Tuesday, March 20th, 2007
Local program set on feeding distillers' grain to cattle
By Nancy Allen
Current and proposed increases in ethanol production have significantly increased the cost of corn for feed on Ohio dairy farms and the local area is no exception.
On March 26 from 10 a.m. to 2:30 p.m. at the Maria Stein American Legion, the OSU Extension will hold a program for dairy farmers on feeding distillers' grains (DGs) to cattle. DGs, a byproduct of ethanol production, can be a less expensive substitute for shelled corn.
The event is being sponsored by the Auglaize County OSU Extension.
The program is designed to increase farmers' awareness of the nutritional value of DGs, feeding guidelines for growing, lactating and dry animals, and the storage and economic considerations associated with feeding DGs to livestock.
The market price for corn has doubled nationwide during the last two years, mostly as a result of the increasing demand for corn for ethanol. Consequently, feed prices also have risen.
Mercer County OSU Extension agent Todd Mangen said feeding DDGs likely will become more common as ethanol plants start production.
"I think it's going to become more common because it will become a lot more readily available with more ethanol plants," Mangen said. "They're going to take corn and they're going to have a byproduct that is less expensive than shelled corn or other feed additives."
Ground was broken late last year for an ethanol plant on state Route 571 near Greenville in Darke County and a group of Mercer County farmers has proposed to build one near Celina.
Mangen said the main reason the extension decided to present the program was due to inquiries from dairy farmers looking for a less expensive alternative, he said.
"There is definitely talk about it (high feed costs). I've had people ask me about rations so they can figure out if it is cost effective to feed DGs," he said.
The program in Maria Stein will kick off with an introduction to distillers grains issues, which will include an overview of distilling, processing, expected production of DGs and trends.

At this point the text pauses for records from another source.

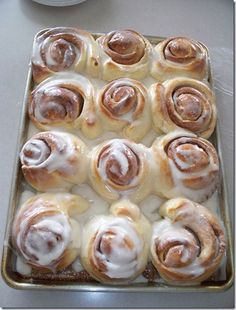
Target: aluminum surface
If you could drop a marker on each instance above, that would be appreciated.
(14, 280)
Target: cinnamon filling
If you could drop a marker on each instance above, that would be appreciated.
(124, 47)
(59, 104)
(114, 167)
(180, 50)
(120, 100)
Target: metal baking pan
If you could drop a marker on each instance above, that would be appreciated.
(15, 280)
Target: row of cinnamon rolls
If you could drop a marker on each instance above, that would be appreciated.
(125, 106)
(176, 164)
(186, 245)
(121, 53)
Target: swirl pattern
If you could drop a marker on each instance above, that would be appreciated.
(54, 160)
(180, 56)
(188, 244)
(43, 232)
(64, 101)
(124, 47)
(183, 103)
(123, 107)
(187, 165)
(118, 168)
(114, 248)
(61, 49)
(124, 53)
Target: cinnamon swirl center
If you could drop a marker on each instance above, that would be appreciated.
(120, 100)
(119, 163)
(180, 50)
(35, 152)
(55, 104)
(124, 47)
(188, 154)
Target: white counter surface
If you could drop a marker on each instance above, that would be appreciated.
(208, 21)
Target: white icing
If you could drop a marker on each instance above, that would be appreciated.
(41, 233)
(121, 262)
(178, 176)
(167, 231)
(87, 50)
(25, 195)
(116, 152)
(76, 265)
(22, 267)
(56, 160)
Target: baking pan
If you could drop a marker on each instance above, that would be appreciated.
(17, 281)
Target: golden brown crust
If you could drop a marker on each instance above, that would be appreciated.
(124, 53)
(183, 103)
(42, 228)
(65, 101)
(123, 107)
(54, 160)
(125, 47)
(115, 246)
(188, 245)
(63, 48)
(179, 56)
(186, 165)
(119, 167)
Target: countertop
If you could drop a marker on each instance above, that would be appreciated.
(208, 21)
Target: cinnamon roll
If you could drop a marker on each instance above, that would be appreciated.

Following is a list of presenters and the four topic areas they will discuss:
Nutritional Composition and variation in composition: Bill Weiss, an extension specialist on dairy nutrition and forages will discuss the concentration of nutrients in DGs, the variation within and among distilleries, economic/production consequences of variation and wet versus dry composition.
Feeding guidelines for dairy cows, heifers, dry cows: Maurice Eastridge, an extension specialist on dairy nutrition, will discuss how much DGs can be fed and in what types of diets it works best, sample diets, phosphorous and environmental issues.
Storage of wet distiller's grain: Bill Weiss will discuss how to store wet distillers' grain and the expected shrink losses associated with storage.
Economics: Diane Shoemaker, an extension dairy specialist, will discuss corn market implications on overall feed costs and how DDG costs compare to other feeds such as sesame and others.